Sarà una perizia a fare luce sulle condizioni mentali di Monia Bortolotti, che già da tempo era seguita dagli psicologi del Cps di zona. Nella sua storia, il rapporto complicato con la madre adottiva ("psicologicamente aggressiva", la descrive la stessa Monia), gesti autolesionisti durante la gravidanza, tante fragilità probabilmente accentuate dall'impegno e dalla responsabilità di gestire un neonato. E soprattutto dalla frustrazione che può causare il suo pianto prolungato. "Monia ha ucciso perché incapace di sopportare il pianto dei piccoli", la tesi degli inquirenti.
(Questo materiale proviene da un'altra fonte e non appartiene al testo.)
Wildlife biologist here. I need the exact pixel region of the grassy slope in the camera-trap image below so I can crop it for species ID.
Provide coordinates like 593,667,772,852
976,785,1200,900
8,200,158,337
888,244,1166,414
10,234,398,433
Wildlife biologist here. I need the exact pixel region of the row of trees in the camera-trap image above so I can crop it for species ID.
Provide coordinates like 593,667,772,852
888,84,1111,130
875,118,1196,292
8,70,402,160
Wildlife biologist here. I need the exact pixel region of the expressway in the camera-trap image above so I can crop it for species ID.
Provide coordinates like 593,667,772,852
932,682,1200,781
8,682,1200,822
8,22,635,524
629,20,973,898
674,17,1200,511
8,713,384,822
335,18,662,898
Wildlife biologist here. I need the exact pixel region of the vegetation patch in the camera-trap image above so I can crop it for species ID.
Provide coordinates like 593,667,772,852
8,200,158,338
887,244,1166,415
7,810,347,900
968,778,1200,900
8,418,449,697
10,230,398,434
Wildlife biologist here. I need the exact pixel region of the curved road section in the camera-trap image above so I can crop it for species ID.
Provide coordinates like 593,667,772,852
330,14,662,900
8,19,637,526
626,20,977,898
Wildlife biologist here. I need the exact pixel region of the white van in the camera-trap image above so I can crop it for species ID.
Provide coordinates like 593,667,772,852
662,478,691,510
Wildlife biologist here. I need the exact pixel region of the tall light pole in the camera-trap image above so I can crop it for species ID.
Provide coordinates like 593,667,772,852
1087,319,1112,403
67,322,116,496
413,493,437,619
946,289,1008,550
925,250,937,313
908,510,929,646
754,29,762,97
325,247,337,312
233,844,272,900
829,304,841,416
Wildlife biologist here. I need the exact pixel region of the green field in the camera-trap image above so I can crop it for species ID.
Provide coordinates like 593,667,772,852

La bugia al compagno per rimanere da sola con Mattia il giorno dell'omicidio

Per questo motivo, già da tempo (e su diretta esortazione di uno psichiatra consultato dall'ospedale, che però non aveva diagnosticato patologie psichiche nella donna) i famigliari di Monia cercavano di non lasciarla mai da sola. Il giorno della morte del secondogenito Mattia è l'unica eccezione. Quella mattina la giovane mamma dice al compagno di recarsi pure al lavoro: è in arrivo una sua amica, che la passerà a prendere e la accompagnerà al Cps. Dell'amica, però, non c'è traccia. Nessun messaggio, nessuna telefonata.